The reason for God's unrelenting judgment was made clear. Murder had been, and still was, rife in the city, even judicial murder. Rivals were removed, and good men who protested were executed under false pretences. Life had been, and was, violent, for the commands of Yahweh were being ignored (compare Jeremiah 22:3). Their sins were unrelenting. They were still refusing to learn their lesson.

There is then a play on their own illustration. This can be taken in two ways. 1). Rather than their being the flesh in the cauldron, it was the dead at their hands who were the flesh in the cauldron, for it had proved a cauldron of death. Rather than the cauldron acting as a protection from outsiders it had caused the death of the good flesh brought about by those within the cauldron. 2). That it is the slain alone who could rejoice in the protection of the cauldron, for they have been rescued by death. For those still alive it would provide no protection.
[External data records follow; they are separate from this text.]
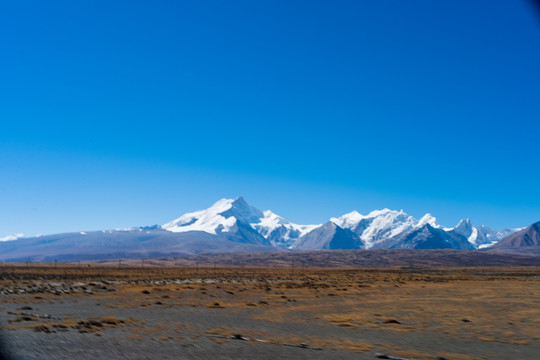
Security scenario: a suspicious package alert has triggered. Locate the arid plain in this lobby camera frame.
[0,264,540,359]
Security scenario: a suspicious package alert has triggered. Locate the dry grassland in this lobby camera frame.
[0,266,540,359]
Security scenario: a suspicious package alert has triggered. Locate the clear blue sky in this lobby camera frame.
[0,0,540,237]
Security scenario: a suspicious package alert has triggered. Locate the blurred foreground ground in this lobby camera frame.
[0,266,540,359]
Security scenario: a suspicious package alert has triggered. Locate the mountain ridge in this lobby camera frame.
[0,197,540,261]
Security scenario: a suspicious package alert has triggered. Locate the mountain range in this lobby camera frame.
[0,197,540,261]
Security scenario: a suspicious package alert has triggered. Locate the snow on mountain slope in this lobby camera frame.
[251,210,321,247]
[162,197,320,247]
[330,209,441,249]
[293,221,364,250]
[162,197,263,235]
[451,219,520,249]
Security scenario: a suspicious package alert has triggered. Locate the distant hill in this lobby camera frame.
[0,197,540,262]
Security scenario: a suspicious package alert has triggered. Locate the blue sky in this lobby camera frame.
[0,1,540,237]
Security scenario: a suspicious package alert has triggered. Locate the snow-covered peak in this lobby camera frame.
[416,213,441,228]
[330,210,366,228]
[365,208,407,218]
[162,198,244,235]
[251,210,321,247]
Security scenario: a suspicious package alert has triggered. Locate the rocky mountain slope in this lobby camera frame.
[0,197,540,261]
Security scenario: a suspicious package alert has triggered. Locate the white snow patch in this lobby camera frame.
[162,199,236,235]
[0,233,24,241]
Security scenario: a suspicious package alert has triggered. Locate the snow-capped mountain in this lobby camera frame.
[0,197,519,261]
[251,210,321,248]
[162,197,272,246]
[293,221,364,250]
[376,223,475,250]
[330,209,441,249]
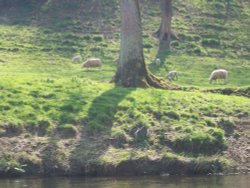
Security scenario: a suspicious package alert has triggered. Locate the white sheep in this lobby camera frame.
[209,69,228,83]
[72,55,82,63]
[167,71,178,81]
[82,58,102,68]
[155,58,161,66]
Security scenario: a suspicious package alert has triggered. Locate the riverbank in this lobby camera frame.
[0,82,250,176]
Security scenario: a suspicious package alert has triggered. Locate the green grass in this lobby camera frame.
[0,0,250,175]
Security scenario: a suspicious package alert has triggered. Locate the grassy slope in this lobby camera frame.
[0,0,250,174]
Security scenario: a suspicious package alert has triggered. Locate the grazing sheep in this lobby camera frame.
[72,55,82,63]
[113,57,120,64]
[209,69,228,84]
[82,58,102,68]
[167,71,178,81]
[155,58,161,66]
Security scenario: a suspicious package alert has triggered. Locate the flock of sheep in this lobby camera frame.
[72,55,228,83]
[155,58,228,84]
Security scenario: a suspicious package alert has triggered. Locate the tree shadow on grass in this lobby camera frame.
[69,87,135,176]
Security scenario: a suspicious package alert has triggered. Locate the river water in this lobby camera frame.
[0,174,250,188]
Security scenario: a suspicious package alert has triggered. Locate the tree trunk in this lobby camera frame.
[154,0,173,50]
[114,0,175,88]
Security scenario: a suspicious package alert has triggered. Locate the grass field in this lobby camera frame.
[0,0,250,176]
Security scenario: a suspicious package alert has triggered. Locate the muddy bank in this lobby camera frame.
[0,117,250,177]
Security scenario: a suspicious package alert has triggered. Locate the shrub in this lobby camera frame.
[164,111,180,120]
[93,36,103,42]
[58,124,77,137]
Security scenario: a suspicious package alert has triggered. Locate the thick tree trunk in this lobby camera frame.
[115,0,147,87]
[154,0,173,50]
[114,0,176,89]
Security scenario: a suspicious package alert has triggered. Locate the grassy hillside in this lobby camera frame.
[0,0,250,175]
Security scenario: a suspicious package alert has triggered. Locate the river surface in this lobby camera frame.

If the leaders were seeing themselves as the good flesh, as they probably were (compare Ezekiel 11:15), then Ezekiel may be pointing out that in truth they were the ones who had actually slain the good flesh, those who had been faithful to Yahweh, by purges and persecution. Thus He was declaring that He would not protect these men of violence, for they would be brought out of Jerusalem and suffer the fate that they feared, and that they had brought on others, the avenger's sword, (this supports the first interpretation of Ezekiel 11:3). And it would be brought on them by the Lord Yahweh Himself Who had deserted the city (Jeremiah 12:7).

Note the stress on ‘the Lord Yahweh'. Here was the root of the problem. They were ignoring, no, even rebelling against, the One Who was truly Lord over them. They were not just ignoring and rebelling against Nebuchadnezzar, and breaking a treaty with him, they were ignoring and rebelling against their own covenant God and His treaty.